Privacy and Security Functions

This document is for administrators and data stewards who are looking for information about Okera's privacy and security functions. To see examples of these functions used in policies see our policy examples guide.

Privacy functions summary

Transform Function Description
Mask mask() Completely masks a value, crossing out alpha-numerical characters.
Mask ccn mask_ccn() Masks everything except the last 4 characters, useful for credit card numbers.
Random ccn random_ccn() Generates a random credit card number.
Null null() Replaces original value with null.
Random nfp_random Replaces original value with a random non-format preserving value. Does not maintain referential integrity.
Format preserving masking fp_random Replaces original value with a random format preserving value. Does not maintain referential integrity.
Tokenization - format preserving tokenize() fp_ref_tokenize() Replaces value with a format preserving token that maintains referential integrity. Note tokenize() only maintains referential integrity for STRING and BIGINT types, whereas fp_ref_tokenize() does it for all types.
Tokenization - non-format preserving nfp_ref_tokenize() Replaces value with a non-format preserving token that maintains referential integrity.
Hash (Murmur) hash() Hashes the given value using the Murmur algorithm. Maintains referential integrity.
Hash (SHA2) sha2() Hashes the given value using the SHA2 algorithm. Maintains referential integrity.
Hash (FNV) fnv_hash() Hashes the given value using the FNV algorithm. Maintains referential integrity.
Zero zero() Replaces original value with an empty value.
Differential Privacy diff_privacy() Enables differential privacy for numeric values.

Masking

Masking or suppression is anonymization technique where parts of the data are completely hidden with random characters or other data.

Mask

STRING mask(STRING, INT <start>, INT <length>)

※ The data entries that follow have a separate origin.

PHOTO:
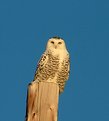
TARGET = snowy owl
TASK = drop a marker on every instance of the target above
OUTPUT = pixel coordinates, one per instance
(54, 65)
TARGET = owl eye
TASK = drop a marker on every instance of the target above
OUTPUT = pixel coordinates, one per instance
(52, 42)
(59, 42)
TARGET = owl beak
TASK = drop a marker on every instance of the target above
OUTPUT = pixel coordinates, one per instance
(55, 46)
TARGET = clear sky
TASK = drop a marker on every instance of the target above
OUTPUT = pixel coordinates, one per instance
(25, 27)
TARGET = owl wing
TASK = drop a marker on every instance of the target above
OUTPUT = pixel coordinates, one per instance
(67, 67)
(41, 64)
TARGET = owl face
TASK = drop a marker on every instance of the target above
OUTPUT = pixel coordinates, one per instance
(56, 44)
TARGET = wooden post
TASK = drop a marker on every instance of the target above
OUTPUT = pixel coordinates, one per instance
(42, 101)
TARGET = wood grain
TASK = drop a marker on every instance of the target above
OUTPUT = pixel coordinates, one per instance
(42, 101)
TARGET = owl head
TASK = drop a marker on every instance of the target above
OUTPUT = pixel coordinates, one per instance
(56, 43)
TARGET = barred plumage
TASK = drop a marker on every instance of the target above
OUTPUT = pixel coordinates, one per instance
(54, 64)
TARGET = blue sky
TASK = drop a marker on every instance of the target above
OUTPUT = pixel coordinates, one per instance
(25, 27)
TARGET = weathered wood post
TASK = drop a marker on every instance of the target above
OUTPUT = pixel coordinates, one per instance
(42, 101)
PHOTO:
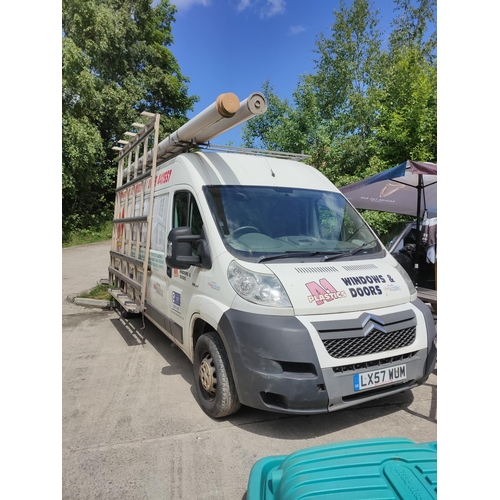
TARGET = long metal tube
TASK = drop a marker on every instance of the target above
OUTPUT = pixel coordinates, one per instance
(226, 106)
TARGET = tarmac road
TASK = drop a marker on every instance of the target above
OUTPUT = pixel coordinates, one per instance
(131, 426)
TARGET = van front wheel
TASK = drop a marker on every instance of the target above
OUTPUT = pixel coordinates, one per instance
(213, 378)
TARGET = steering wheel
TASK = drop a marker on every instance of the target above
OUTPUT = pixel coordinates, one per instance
(237, 233)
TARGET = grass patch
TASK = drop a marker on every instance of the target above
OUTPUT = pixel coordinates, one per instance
(86, 236)
(99, 292)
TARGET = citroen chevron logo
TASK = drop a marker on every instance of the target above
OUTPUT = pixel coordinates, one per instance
(371, 321)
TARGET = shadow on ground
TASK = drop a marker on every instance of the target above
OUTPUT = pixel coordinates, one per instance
(136, 332)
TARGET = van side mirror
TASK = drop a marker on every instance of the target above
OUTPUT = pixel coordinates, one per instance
(180, 249)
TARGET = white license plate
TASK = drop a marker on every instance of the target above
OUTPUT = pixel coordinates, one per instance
(376, 378)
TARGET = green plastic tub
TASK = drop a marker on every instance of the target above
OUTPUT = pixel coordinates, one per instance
(374, 469)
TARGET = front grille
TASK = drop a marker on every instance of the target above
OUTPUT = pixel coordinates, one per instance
(377, 363)
(375, 341)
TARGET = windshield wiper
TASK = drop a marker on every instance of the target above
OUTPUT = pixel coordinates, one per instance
(289, 253)
(350, 252)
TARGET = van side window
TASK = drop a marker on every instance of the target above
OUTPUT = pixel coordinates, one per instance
(186, 213)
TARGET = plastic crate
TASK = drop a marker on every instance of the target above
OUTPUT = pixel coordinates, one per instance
(374, 469)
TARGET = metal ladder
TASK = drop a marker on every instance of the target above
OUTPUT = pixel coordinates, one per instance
(129, 255)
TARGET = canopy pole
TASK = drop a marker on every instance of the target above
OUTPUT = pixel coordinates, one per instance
(417, 250)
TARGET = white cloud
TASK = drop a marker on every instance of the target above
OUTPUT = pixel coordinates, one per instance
(264, 8)
(242, 5)
(185, 4)
(273, 8)
(295, 30)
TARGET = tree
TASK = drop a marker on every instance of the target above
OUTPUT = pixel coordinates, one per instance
(365, 108)
(115, 64)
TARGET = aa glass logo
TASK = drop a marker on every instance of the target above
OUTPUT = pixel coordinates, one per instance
(323, 292)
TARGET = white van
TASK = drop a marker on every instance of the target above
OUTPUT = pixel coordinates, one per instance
(272, 284)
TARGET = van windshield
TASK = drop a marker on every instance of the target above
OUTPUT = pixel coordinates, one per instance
(273, 223)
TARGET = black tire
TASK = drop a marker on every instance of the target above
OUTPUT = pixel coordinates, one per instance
(127, 315)
(213, 378)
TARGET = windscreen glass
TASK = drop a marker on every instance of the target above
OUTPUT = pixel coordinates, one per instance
(264, 223)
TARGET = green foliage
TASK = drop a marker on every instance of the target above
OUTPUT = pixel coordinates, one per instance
(368, 106)
(86, 236)
(99, 292)
(115, 64)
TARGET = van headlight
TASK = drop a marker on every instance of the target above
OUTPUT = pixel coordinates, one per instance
(262, 289)
(406, 277)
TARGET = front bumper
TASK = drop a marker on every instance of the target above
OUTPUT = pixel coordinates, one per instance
(276, 367)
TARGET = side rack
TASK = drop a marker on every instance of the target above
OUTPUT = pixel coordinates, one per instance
(253, 151)
(132, 216)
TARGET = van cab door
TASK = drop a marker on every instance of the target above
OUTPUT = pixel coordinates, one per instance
(184, 283)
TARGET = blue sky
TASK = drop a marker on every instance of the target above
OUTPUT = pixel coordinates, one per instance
(236, 45)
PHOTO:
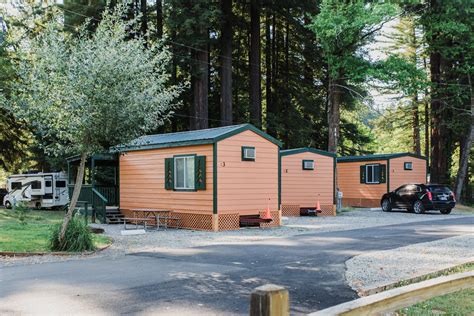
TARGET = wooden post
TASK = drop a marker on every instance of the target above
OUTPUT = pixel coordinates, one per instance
(269, 300)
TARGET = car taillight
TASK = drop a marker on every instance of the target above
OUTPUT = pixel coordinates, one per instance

Completely masks the characters in a given string value. You can provide optional arguments for the character <start> and total <length> of masked characters.

SQL Example: Using the mask() function

> SELECT mask("5000 4000 3000 1000");
XXXX XXXX XXXX XXXX

> SELECT mask("5000 4000 3000 1000", 6, 9);
5000 XXXXXXXXX 1000

Mask ccn

STRING mask_ccn(STRING)

Masks all but that last four digits of a given credit card number.

SQL Example: Using the mask_ccn() function

> SELECT mask_ccn("5000 4000 3000 1000")
XXXXXXXXXXXXXXX1000

> SELECT mask_ccn("5000400030001000")
XXXXXXXXXXXX1000

Random ccn

STRING random_ccn()

Returns a random credit card number, divided by dashes.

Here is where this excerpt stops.